Perched on platforms near the swimming pool at the sprawling residence, two 15-ton stone lions cut imposing figures. The main house’s exterior walls are fitted with display panels showcasing centuries-old marble relics from China. A custom-designed tea room inside features vintage pots and tea bricks that cost $7,000 a piece.
Even for Singapore, the setting for the “Crazy Rich Asians” Hollywood hit, this house sets a new standard. It’s selling for S$63 million ($45 million), and that doesn’t include some 500 Chinese artifacts for which the buyer will have to fork over a few million more.
The house, modeled after the seventh-century Tang Dynasty capital of Chang’an, is literally a private museum, showcasing the collections of owner Raymond Ng, the executive chairman of Enviro-Hub Holdings Ltd., a Singapore property and recycling business.
Ng, who’s lived in the house for more than five years, bought it in 2010 for S$17.3 million and spent another S$12 million designing and renovating the property, according to Jervis Ng, an agent with JNA Real Estate, who’s handling the sale. Ng, the owner and no relation to the agent, declined to comment.
It’s clear Ng is a Chinese artifact aficionado, with pieces in the basement of an annex building that include an armillary sphere from the Ming Dynasty and two rare bone sculptures of which there are just four in the world.

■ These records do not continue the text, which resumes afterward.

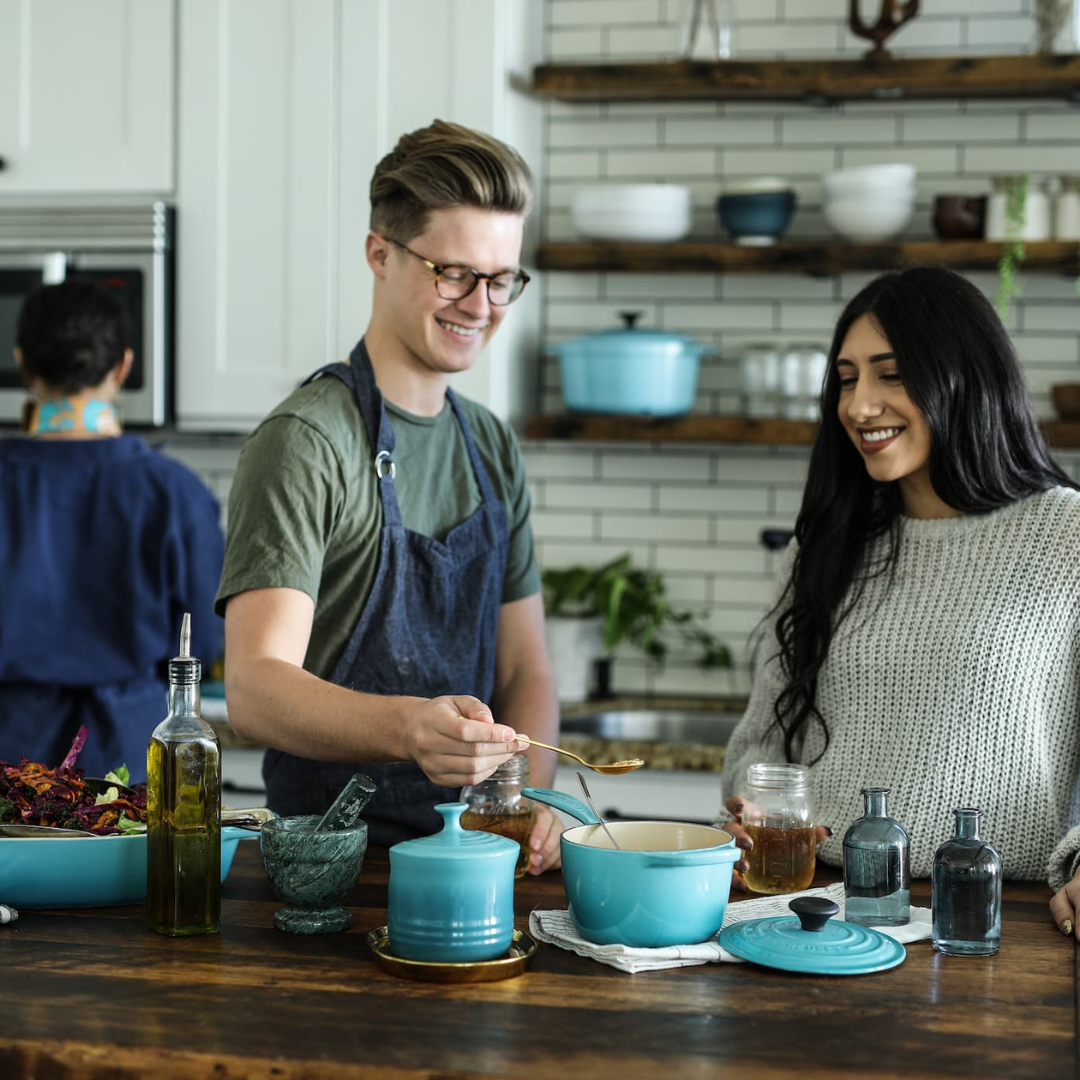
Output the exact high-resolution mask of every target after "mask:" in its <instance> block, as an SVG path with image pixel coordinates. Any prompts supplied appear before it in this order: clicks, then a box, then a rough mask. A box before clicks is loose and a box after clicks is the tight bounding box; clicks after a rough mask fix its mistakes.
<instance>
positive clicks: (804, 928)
mask: <svg viewBox="0 0 1080 1080" xmlns="http://www.w3.org/2000/svg"><path fill="white" fill-rule="evenodd" d="M787 906H788V907H789V908H791V909H792V910H793V912H794V913H795V914H796V915H797V916H798V917H799V926H800V927H801V928H802V929H804V930H809V931H810V932H811V933H821V931H822V930H824V929H825V923H826V922H828V920H829V919H831V918H832V917H833V916H834V915H837V914H839V910H840V905H839V904H837V903H836V901H833V900H826V899H825V897H824V896H796V897H795V900H793V901H792V902H791V903H789V904H788V905H787Z"/></svg>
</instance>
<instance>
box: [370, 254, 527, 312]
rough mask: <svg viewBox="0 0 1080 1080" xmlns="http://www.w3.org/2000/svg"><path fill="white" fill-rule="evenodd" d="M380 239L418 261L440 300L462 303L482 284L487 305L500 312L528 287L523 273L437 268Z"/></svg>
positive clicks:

There are also silk paintings by Giuseppe Castiglione, known as Lang Shining when he lived in China as a painter for emperors in the Qing dynasty.
There are plenty of modern touches in the Camden Park home that sits on a plot of land measuring more than 26,000 square feet (2,415 square meters), or the size of about five basketball courts. Among the standout features: a car elevator and basement garage that can accommodate up to 12 vehicles, and a wine cellar arch that holds 2,000 bottles. There’s a two-story walk-in closet with spiral staircase.
The property’s price tag reflects Singapore’s status as one of the world’s priciest property markets, where even government-built apartments can fetch more than S$1 million.
While such estates would be regarded as mansions in other countries, they’re known as “good class bungalows” in Singapore. The term was first used in a government master plan in 1980 to attract high-net worth people to contribute to the city’s economy, according to British academic Robert Powell, author of “Singapore Good Class Bungalow 1819-2015.”
In land-scarce Singapore, where 80% of the population live in public housing, there are only about 2,500 of these lavish private properties, typically located in prime districts and ensconced behind dense foliage to maintain privacy. Some are more than 100 years old, dating to colonial times.
Bungalows are modest homes in many parts of the world, but in Singapore, the plot of land must be at least 1,400 square meters to meet the standard. The house can’t take up more than 35% of the area or be more than two stories high. Each comes with an eye-watering price tag that can easily run into the tens of millions.
“Good class bungalows are highly attractive to affluent buyers for their scarcity and prestige status,” said Christine Sun, head of research and consultancy at OrangeTee & Tie Pte.